My question then is why do Fire Departments not run 3 daily 8 hour shifts? This would appear to stem the tide of overtime and provide fresh and well rested public safety employee’s? Why not? My guess is it would be a union thing, but I am unsure.

Rob, $26 is by no means overpaid for your work. That equates to an annual salary of about $54,080.00 which for the area is relatively meager. I assume that you benefit from the formula above, which you are not to blame for, and probably do not knowingly take advantage of. It is sad that you have taken this so personal, as the intent is to address long term financial issues within the City, not penalize those individuals who work here. There is not doubt that your job carries both good and bad. And as stated by others, I am confident there would be hundreds of people who would line up to take your position for less.
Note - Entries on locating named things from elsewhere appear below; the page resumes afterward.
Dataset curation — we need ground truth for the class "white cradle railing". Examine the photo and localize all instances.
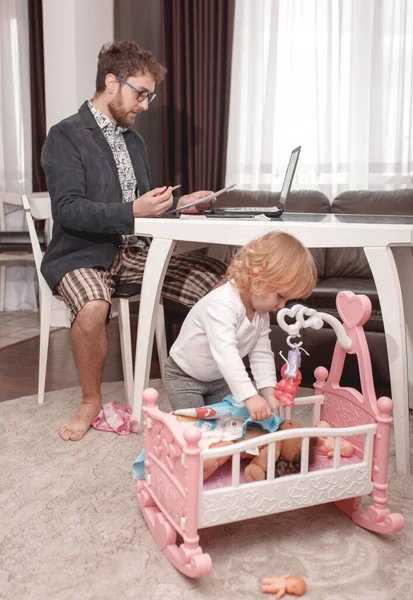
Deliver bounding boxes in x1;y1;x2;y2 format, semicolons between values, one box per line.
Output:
198;424;377;528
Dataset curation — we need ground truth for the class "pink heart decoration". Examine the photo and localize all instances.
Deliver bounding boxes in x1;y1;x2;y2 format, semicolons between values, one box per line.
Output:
336;292;371;329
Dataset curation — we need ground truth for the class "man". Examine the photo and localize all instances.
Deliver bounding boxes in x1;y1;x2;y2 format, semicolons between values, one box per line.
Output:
42;42;226;440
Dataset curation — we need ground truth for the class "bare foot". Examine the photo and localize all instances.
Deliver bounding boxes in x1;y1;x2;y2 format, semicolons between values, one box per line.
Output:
59;398;102;442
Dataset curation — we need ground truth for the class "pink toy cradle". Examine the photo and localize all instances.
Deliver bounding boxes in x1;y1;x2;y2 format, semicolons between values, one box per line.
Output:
136;292;404;577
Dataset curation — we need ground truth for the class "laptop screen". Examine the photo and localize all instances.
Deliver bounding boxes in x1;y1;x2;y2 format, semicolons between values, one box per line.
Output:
278;146;301;207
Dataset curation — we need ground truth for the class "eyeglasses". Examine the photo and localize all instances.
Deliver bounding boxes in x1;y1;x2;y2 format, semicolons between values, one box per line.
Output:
115;75;156;104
Your math is wrong. 2-1/3 days per week. 56 hour week. $75,712 annual salary.

According to the City’s official Salary Schedule, the top pay for fire fighters is $76,596 per year plus an $800 uniform allowance plus the ability to be paid for unused vacation each years plus numerous other benefits.

Oh, don’t forget, Rob – boycotts cut both ways, and you’ve just let all of us “kool-aid drinkers” know that your wife owns a business downtown. But then, it’s like you say, “it’s not personal, we appreciate what police officers and firefighters do for us…”

Nice attack on religion, by the way. That’ll REALLY get people on your side! (Or not….)

As far as your attack on Paul Brown, and your discussion of his demeanor when you responded to a fire at his home, that strikes me as exceedingly unprofessional. If you typically go around mocking the people you are supposed to be protecting and serving, you are disgusting.